I have a dataset with lots of single-celled algae, diatoms, and bacteria. I can't use my normal pipeline ([MULTIPLE BINNING PROGRAMS] -> DAS Tool -> GTDB-Tk) because the latter 2 are built specifically for prokaryotes.
How can I determine which metagenome assembled genomes [MAG] are eukaryotic? The options I know about are the following:
- EukRep - This happens at the contig level and is ML-based. I've run "positive controls" through EukRep in the past and it couldn't identify that all the contigs were eukaryotic so I don't have complete faith in this methodology. There seemed to be a high false negative rate.;
- BBSuite's sketch.sh - This worked pretty well in the past but AFAIK, it's heavily dependent on a database that isn't actively updated and really affected by the completeness of the genome (other methods could be as well);
- Mash/Sourmash - Same as above.

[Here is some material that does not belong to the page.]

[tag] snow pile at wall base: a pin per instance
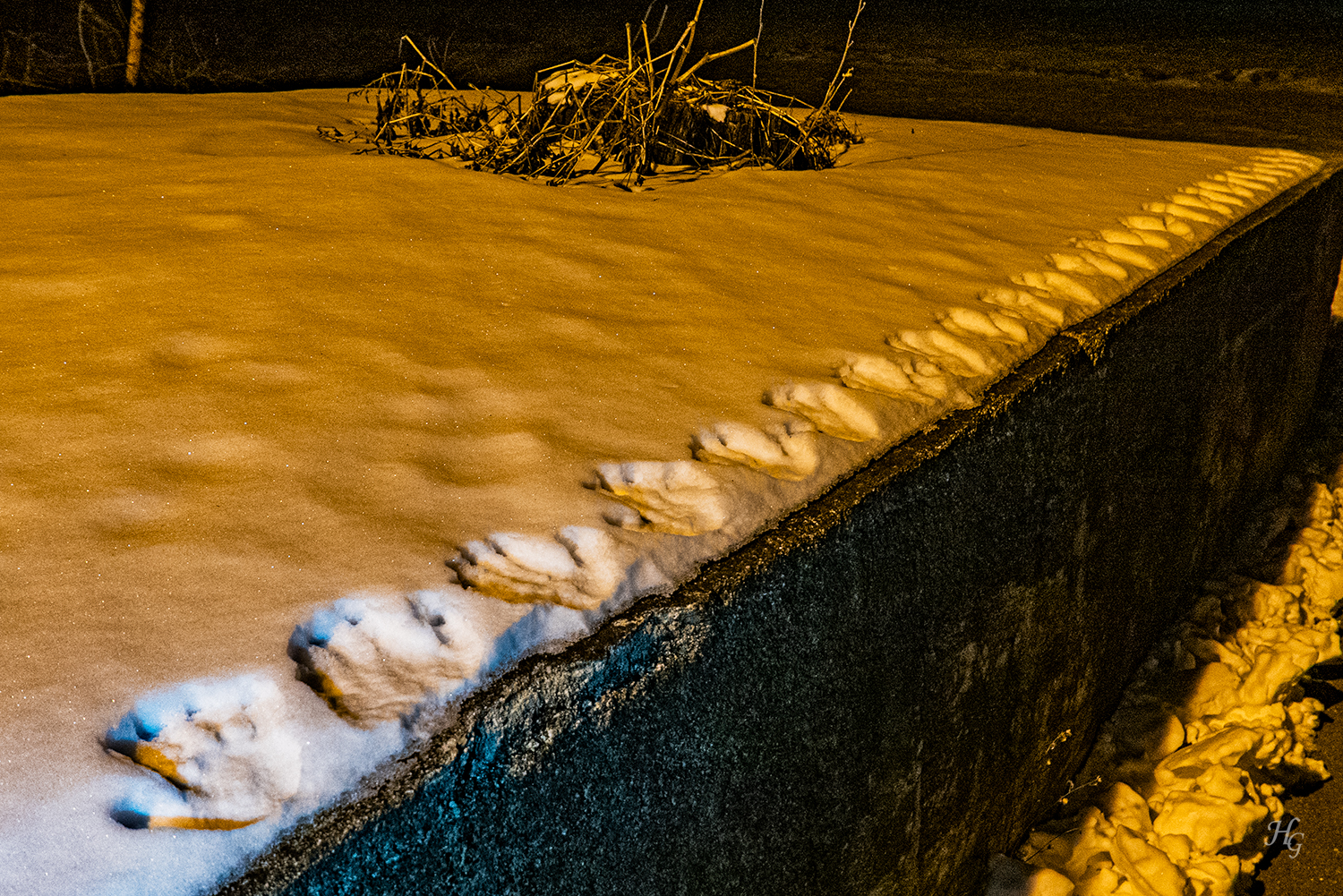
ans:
(1208, 739)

Though, I've had more errors with these.
- BARRNAP - Identify 16S/18S then see what is more prominent. Not sure how I feel about this.
Is there something akin to GTDB-Tk but can handle eukaryotic MAGs?
To reiterate, I want to bin out my MAGs and then perform eukaryotic vs. prokaryotic classification (not on the contig level preferably). What are the recommended methods to do this?